Funnels are easier to detect for larger interfaces

The existence of the funnel in protein–protein interactions' energy landscape is based on the geometric complementarity of the proteins (see the discussion in "Energy landscapes in docking"). Thus, it is natural to expect that larger geometric recognition factors (larger protein–protein interfaces), on average, correspond to more easily detectable funnels. Results shown in Figure 17 confirm this assumption. In all tested random models, the larger interfaces consistently showed a larger percentage of detected funnels.

Fig. 17.

Fig. 17.

Percentage of detected funnels and the correct/total number of predicted residues for large interfaces and for all interfaces.

Summary of the results

Funnels in the intermolecular energy landscape were detected in a database of 475 protein–protein complexes by comparing distributions of matches predicted by docking and by random models. A number of random models were developed and used for the funnel detection. The percentage of complexes with the detected funnel (Figs. 13, 15–17) ranges from 15%–29% (model 5 with 1 match, different definitions of the contact site cutoff) to 60% (79 for larger interfaces; model 3 with 1000 matches).

Conclusions

The goal of this study was to verify the concept of the funnel-like intermolecular energy landscape for protein–protein interactions by use of a series of computational experiments. Our preliminary analysis (Vakser et al. 1999) revealed the existence of the funnel in many protein–protein interactions. However, because of the uncertainties in the modeling of these interactions and the ambiguity of the analysis procedures, the detection of the funnels requires detailed quantitative approaches to the energy landscape analysis. A number of such approaches are presented in this study.

Because of the multiplicity of the local minima, in "real" intermolecular energy, the distinction between the flat and the funnel-like landscapes is obscured by the high-frequency fluctuations (energy minima). Our docking procedure GRAMM smoothes the energy potential and, thus, eliminates most of the local minima. However, in practice, the smoothing still leaves the low-frequency fluctuations, comparable with the funnel itself. Because GRAMM implements the exhaustive search on a grid, we were able to detect all matches (within the precision of the grid), that correspond to all minima, below a set energy level. Thus, the funnel detection problem became a problem of distinguishing between distributions of matches in the funnel and in the low-frequency landscape fluctuations. If we assume that the fluctuations are random, the decision about whether the minimum is the funnel is equivalent to determining whether this minimum is significantly different from a would-be random one.

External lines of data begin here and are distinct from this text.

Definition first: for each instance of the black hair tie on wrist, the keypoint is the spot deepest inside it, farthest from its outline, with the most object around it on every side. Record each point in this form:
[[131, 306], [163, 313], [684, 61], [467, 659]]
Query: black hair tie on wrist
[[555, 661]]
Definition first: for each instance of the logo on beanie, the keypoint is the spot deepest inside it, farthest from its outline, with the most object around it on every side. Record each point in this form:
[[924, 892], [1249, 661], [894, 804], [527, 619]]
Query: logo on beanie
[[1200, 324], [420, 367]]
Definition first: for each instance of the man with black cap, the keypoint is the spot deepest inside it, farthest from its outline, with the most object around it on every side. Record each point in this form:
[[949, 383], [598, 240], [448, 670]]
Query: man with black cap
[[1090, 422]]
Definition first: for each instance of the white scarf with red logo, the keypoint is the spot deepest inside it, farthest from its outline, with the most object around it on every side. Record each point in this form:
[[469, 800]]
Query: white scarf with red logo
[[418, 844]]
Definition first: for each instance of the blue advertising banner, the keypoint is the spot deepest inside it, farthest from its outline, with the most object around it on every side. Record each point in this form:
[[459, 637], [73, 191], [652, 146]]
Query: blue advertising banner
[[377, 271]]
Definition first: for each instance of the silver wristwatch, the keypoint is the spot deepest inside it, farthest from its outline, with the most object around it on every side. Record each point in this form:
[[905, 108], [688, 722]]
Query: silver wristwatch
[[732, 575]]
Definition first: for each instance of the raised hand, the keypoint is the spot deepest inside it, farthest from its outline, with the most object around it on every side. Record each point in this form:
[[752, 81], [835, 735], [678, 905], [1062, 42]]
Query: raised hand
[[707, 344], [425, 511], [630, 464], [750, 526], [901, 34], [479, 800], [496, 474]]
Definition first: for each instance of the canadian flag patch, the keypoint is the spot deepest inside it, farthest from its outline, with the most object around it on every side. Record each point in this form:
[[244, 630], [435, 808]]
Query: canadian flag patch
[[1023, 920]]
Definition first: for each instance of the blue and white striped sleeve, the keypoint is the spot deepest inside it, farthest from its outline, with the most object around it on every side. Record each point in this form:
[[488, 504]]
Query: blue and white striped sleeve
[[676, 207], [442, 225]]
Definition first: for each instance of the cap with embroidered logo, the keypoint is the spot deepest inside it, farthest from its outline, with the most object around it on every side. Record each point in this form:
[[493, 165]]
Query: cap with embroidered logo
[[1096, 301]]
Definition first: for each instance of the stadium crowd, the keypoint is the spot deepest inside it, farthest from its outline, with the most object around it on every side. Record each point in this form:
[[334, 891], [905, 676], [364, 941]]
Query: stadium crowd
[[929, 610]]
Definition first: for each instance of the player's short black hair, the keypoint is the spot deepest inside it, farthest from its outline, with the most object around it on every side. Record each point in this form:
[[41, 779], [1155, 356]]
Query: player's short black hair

The core of this problem is the modeling of random matches (random minima). A rational distribution of random matches in a protein–protein complex allows one to determine whether the funnel exists in this complex. The issue of randomness of the protein–protein matches is not simple. The modeling of random matches is based on a number of assumptions and requires elaborate computational procedures for their generation and analysis.

We used the database of 475 nonredundant cocrystallized protein–protein complexes to re-dock the proteins with smoothed potentials. In an extension of our preliminary report (Vakser et al. 1999), we developed a set of sophisticated random models. We presented a detailed analysis of the application of these models to the funnel detection. The number of funnels detected by using different models varies significantly. However, the results confirmed that the funnel may be the general feature in protein–protein association.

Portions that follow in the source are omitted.